Essa parábola descreve as consequências de duas atitudes em relação à volta do Senhor Jesus Cristo. A pessoa que se preparar diligentemente para esta ocasião, investindo seu tempo e talento para servir a Deus, será recompensada, enquanto aquela que não tiver interesse pela obra do Reino será punida. Deus recompensa a fidelidade. Aqueles que não produzirem frutos para o Reino de Deus não poderão esperar receber o mesmo tratamento que terão aqueles que forem fiéis.
 
Pior do que ser qualificado como servo mau é finalmente ouvir do próprio Senhor Jesus:   “Tirai-lhe, pois, o talento e dai-o ao que tem os dez talentos.  Porque a qualquer que tiver será dado, e terá em abundância; mas ao que não tiver, até o que tem ser-lhe-á tirado. Lançai, pois, o servo inútil nas trevas exteriores; ali, haverá pranto e ranger de dentes.” (Mt 25:28-30).
 
CONCLUSÃO
 
Antes de decidirmos parar de investir no Reino de Deus devemos considerar as drásticas consequências previstas na Sua Palavra que recairão sobre todos quantos desta forma agir. Jesus Disse:  “E o servo que soube a vontade do seu Senhor e não se aprontou, nem fez conforme a sua vontade, será castigado com muitos açoites.  Mas o que a não soube e fez coisas dignas de açoites com poucos açoites será castigado. E a qualquer que muito for dado, muito se lhe pedirá, e ao que muito se lhe confiou, muito mais se lhe pedirá.” (Lucas 12:47-48). Ao apóstolo João no Livro de Apocalipse  22:12. Ele disse: "E eis que venho sem demora, e comigo está o galardão que tenho para retribuir a cada um segundo as suas obras."

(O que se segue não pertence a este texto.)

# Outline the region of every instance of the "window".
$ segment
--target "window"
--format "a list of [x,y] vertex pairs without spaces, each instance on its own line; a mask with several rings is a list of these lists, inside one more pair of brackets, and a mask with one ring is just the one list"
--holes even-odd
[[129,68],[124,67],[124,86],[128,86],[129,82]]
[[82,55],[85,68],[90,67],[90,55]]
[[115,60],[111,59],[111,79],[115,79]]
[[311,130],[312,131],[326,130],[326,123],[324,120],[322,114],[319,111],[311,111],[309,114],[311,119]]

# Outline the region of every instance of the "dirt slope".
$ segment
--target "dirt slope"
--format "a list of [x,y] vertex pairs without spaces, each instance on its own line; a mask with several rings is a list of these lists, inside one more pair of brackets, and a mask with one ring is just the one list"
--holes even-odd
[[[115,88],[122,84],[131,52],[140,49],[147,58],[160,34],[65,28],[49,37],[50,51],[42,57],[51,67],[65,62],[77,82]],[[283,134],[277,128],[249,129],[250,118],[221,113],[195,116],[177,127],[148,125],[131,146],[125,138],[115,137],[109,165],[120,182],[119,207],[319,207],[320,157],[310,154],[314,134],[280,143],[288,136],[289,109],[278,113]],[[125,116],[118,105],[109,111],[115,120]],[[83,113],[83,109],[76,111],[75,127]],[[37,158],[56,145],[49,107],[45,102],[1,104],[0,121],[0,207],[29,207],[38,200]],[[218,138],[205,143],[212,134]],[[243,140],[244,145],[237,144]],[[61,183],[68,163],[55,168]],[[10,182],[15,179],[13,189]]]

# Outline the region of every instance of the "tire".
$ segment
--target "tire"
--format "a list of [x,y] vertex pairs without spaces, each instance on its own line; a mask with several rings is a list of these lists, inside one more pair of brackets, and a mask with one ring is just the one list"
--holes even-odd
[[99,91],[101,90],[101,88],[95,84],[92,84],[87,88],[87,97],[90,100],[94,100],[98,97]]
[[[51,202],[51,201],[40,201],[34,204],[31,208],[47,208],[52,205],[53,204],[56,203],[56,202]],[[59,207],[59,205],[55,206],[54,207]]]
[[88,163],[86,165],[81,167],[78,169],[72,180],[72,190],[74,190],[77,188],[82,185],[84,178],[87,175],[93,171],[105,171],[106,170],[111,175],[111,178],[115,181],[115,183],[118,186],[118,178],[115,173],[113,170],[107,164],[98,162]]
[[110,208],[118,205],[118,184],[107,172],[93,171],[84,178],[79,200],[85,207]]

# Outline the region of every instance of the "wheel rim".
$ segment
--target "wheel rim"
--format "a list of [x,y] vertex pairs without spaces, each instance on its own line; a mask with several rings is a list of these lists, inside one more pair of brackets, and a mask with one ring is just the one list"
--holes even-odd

Trabalhemos enquanto nosso corpo suporta, porque com o decorrer do tempo, a velhice chega e com ela o cansaço, o desânimo e as demais coisas que é própria do idoso.  O Senhor recomenda para que trabalhemos enquanto é dia, Sua recomendação não é para trabalharmos quando já tivermos aposentados. Quando já estivermos com a vida controlada, com casa para morar, renda suficiente para vivermos, com uma casinha na praia para descanso e outros recursos, mas, Ele nos convoca para trabalharmos hoje, enquanto a noite não chega: A noite da senilidade, da fragilidade, das enfermidades decorrentes da idade. A noite da diabetes, da hipertensão arterial, das dores nas articulações ou possivelmente a noite da morte física. Finalizo com as palavras do Divino Mestre em Lucas 12:20:  "Mas Deus lhe disse: Louco, esta noite te pedirão a tua alma, e o que tens preparado para quem será?"